The statue, based on a key figure from the Book of Mormon, the faith’s signature scripture, was placed at the peak of the central east spire on April 6, 1892, a full year before the iconic temple was dedicated.

Moroni had held that towering post ever since, a church spokesman confirmed.

Until Monday.

(Tribune file photo) People gather outside the Salt Lake Temple for the capping ceremony on April 6, 1892.

The statue was sculpted by Cyrus E. Dallin, who was not a Latter-day Saint, hammered out of copper and covered with 22-karat gold leaf. Weighing thousands of pounds, it was mounted on a granite capstone.

The Salt Lake Temple is undergoing a seismic retrofit and other upgrades, part of a four-year renovation of the six-spired building and its surroundings. Millions of tourists visit Temple Square every year.

“The Salt Lake Temple ... is being shored up and strengthened to be able to stand for generations to come,” Andy Kirby, director of historic temple renovations, said in the release. “Each aspect of this project plays an important role in helping this sacred structure to remain a symbol of permanence, optimism, and faith for people around the world.”
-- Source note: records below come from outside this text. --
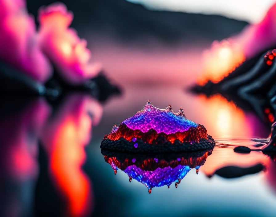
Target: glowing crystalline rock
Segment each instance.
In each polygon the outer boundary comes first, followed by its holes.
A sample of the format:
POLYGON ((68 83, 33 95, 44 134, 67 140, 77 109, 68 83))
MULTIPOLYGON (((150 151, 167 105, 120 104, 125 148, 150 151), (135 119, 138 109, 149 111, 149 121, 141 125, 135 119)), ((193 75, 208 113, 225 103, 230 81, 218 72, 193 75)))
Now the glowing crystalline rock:
POLYGON ((177 187, 192 169, 195 168, 197 174, 212 150, 149 155, 102 150, 102 154, 115 174, 120 170, 127 174, 130 182, 135 179, 144 185, 150 193, 153 188, 165 185, 169 188, 175 182, 177 187))
POLYGON ((143 110, 119 127, 114 125, 104 136, 101 147, 130 152, 163 153, 193 151, 214 145, 204 126, 186 118, 182 108, 175 113, 170 105, 160 109, 149 100, 143 110))

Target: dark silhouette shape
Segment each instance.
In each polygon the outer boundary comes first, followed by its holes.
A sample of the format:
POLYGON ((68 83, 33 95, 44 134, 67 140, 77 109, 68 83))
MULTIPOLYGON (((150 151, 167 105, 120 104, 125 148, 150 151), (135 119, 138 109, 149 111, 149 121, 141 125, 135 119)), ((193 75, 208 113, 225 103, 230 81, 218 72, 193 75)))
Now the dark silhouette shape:
POLYGON ((234 149, 234 151, 238 153, 248 154, 250 153, 251 150, 246 146, 237 146, 234 149))
POLYGON ((216 170, 215 174, 227 178, 237 178, 246 175, 254 174, 262 170, 264 167, 259 163, 253 166, 243 168, 238 166, 229 166, 216 170))

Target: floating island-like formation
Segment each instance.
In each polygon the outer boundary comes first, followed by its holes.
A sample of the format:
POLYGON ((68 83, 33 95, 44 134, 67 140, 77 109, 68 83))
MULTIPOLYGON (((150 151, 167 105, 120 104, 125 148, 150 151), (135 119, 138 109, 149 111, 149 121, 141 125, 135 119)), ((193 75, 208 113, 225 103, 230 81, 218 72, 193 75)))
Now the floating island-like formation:
POLYGON ((104 136, 101 148, 133 153, 193 152, 213 148, 215 141, 204 126, 186 118, 181 108, 175 113, 170 105, 165 109, 149 100, 143 110, 115 125, 104 136))
POLYGON ((150 193, 154 187, 178 185, 192 169, 197 174, 213 149, 193 152, 169 154, 132 154, 102 150, 106 162, 110 164, 115 174, 120 169, 132 179, 144 185, 150 193))

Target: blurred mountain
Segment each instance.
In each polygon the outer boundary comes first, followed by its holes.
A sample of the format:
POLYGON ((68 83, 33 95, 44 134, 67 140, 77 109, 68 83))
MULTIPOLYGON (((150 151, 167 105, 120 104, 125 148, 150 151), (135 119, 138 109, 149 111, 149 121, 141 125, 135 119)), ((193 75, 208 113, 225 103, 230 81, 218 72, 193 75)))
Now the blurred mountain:
MULTIPOLYGON (((29 12, 35 17, 41 6, 55 2, 27 1, 29 12)), ((219 15, 150 10, 125 0, 60 1, 74 13, 72 27, 83 37, 88 32, 124 42, 150 38, 166 43, 210 43, 237 33, 248 24, 219 15)))

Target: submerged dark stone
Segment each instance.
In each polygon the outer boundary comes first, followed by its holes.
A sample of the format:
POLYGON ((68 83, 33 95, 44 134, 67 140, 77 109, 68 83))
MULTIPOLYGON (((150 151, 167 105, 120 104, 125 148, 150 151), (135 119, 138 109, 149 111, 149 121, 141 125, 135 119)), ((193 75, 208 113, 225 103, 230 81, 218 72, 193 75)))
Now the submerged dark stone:
POLYGON ((246 168, 229 166, 217 170, 215 172, 215 174, 224 178, 237 178, 246 175, 258 173, 264 168, 264 166, 260 163, 253 166, 246 168))
POLYGON ((254 145, 254 146, 255 147, 260 147, 261 146, 262 146, 263 145, 264 145, 264 144, 262 144, 262 143, 259 143, 258 144, 256 144, 256 145, 254 145))
POLYGON ((251 149, 245 146, 238 146, 234 149, 234 151, 238 153, 250 153, 251 149))

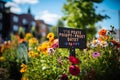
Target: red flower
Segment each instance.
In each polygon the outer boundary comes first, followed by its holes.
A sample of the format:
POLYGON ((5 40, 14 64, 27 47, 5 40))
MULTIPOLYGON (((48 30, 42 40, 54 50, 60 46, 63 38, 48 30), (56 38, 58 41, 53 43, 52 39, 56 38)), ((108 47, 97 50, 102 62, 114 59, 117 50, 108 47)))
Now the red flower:
POLYGON ((67 74, 62 74, 62 76, 60 77, 60 80, 68 80, 67 74))
POLYGON ((80 73, 80 69, 79 69, 79 67, 72 65, 72 66, 69 67, 69 72, 70 72, 72 75, 77 76, 77 75, 79 75, 79 73, 80 73))
POLYGON ((79 64, 80 60, 74 56, 69 57, 69 61, 74 65, 74 64, 79 64))

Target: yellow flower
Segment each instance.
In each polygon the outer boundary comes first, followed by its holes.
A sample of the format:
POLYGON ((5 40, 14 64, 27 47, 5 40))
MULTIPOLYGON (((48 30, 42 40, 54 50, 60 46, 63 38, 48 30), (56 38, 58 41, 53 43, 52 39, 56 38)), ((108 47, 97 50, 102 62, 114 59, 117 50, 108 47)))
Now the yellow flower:
POLYGON ((54 33, 49 33, 48 35, 47 35, 47 38, 48 39, 54 39, 54 33))
POLYGON ((28 41, 32 37, 33 37, 33 35, 31 33, 27 33, 27 34, 25 34, 25 38, 24 39, 28 41))
POLYGON ((97 41, 96 41, 96 40, 93 40, 93 44, 97 44, 97 41))
POLYGON ((22 77, 22 79, 21 80, 27 80, 27 78, 26 77, 22 77))
POLYGON ((4 61, 5 58, 3 56, 0 57, 0 61, 4 61))
POLYGON ((29 52, 28 52, 28 56, 29 56, 29 57, 34 57, 33 51, 29 51, 29 52))
POLYGON ((37 44, 38 44, 38 40, 36 38, 29 39, 29 46, 37 45, 37 44))
POLYGON ((48 42, 44 42, 41 46, 39 46, 39 49, 41 52, 43 52, 44 54, 48 54, 48 48, 49 48, 49 43, 48 42))
POLYGON ((28 56, 34 58, 34 57, 38 57, 39 54, 37 52, 29 51, 28 56))

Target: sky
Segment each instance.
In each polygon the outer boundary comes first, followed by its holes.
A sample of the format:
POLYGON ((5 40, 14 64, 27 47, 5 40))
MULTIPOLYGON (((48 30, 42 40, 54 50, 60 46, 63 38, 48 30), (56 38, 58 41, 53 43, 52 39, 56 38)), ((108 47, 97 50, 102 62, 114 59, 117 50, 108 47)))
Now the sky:
MULTIPOLYGON (((28 8, 31 8, 31 13, 35 19, 44 20, 45 23, 56 25, 57 20, 63 16, 62 7, 66 0, 4 0, 7 6, 11 6, 11 12, 21 14, 27 13, 28 8)), ((107 14, 110 19, 98 22, 98 26, 109 29, 110 25, 119 29, 118 10, 120 10, 120 0, 104 0, 98 6, 96 12, 107 14)))

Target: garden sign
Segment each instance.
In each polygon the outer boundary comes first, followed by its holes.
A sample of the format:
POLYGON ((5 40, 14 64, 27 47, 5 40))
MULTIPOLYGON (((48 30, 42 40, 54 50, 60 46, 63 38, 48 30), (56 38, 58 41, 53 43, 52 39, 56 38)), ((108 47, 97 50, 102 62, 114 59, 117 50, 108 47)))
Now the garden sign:
POLYGON ((69 48, 75 56, 75 48, 86 48, 86 32, 82 29, 58 27, 59 48, 69 48))

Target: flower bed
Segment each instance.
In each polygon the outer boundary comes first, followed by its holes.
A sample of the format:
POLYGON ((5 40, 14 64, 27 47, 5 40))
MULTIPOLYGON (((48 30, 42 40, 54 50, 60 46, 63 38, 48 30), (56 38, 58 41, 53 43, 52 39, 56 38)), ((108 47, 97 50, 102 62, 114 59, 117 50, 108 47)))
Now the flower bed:
POLYGON ((12 36, 1 45, 0 67, 7 70, 5 78, 15 80, 119 80, 120 43, 113 32, 100 30, 86 49, 76 49, 76 56, 69 56, 69 49, 58 48, 53 33, 43 43, 30 33, 24 39, 12 36))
In addition, crews will fix spire stones damaged in the March quake. They, too, will be reinstalled later.

“The earthquake loosened some of those pieces [on top of the temple],” Paul Lawrence, the seismic project manager for Jacobsen Construction, explained in the release. “And in order to make the surrounding area safe, we’ve simply had to move those activities forward and take them off now instead of later."

The base isolation system will help the landmark temple withstand a magnitude 7.2 jolt, Lawrence said, by allowing the building to shift in an earthquake “up to 4 or 5 feet in any one direction."

(Francisco Kjolseth | The Salt Lake Tribune) People gather to get a closer look of the Angel Moroni statue after it was pulled from atop the Salt Lake Temple of The Church of Jesus Christ of Latter-day Saints on Monday, May 18, 2020. The temple closed in December for seismic upgrades and sustained minor damager during the March 18, 2020, magnitude 5.7 earthquake when the trumpet held by the angel fell off and several smaller spire stones were displaced.

Most of the LDS Church’s 160-plus temples across the globe have Angel Moroni statues. But more and more of its recently announced temples are being built without them. The planned Washington County Temple in St. George, for instance, will have a Moroni statue, renderings show, while the Tooele Valley one will not.

(Images courtesy of The Church of Jesus Christ of Latter-day Saints) Renderings the newly announced Washington County and Tooele Valley temples.

Latter-day Saints view temples as “Houses of the Lord,” edifices where the devout participate in the faith’s most sacred rites, including eternal marriage.

Most of these temples are closed right now due to the coronavirus pandemic, but dozens have slowly reopened for limited use.

— Tribune photographer Francisco Kjolseth contributed to this story.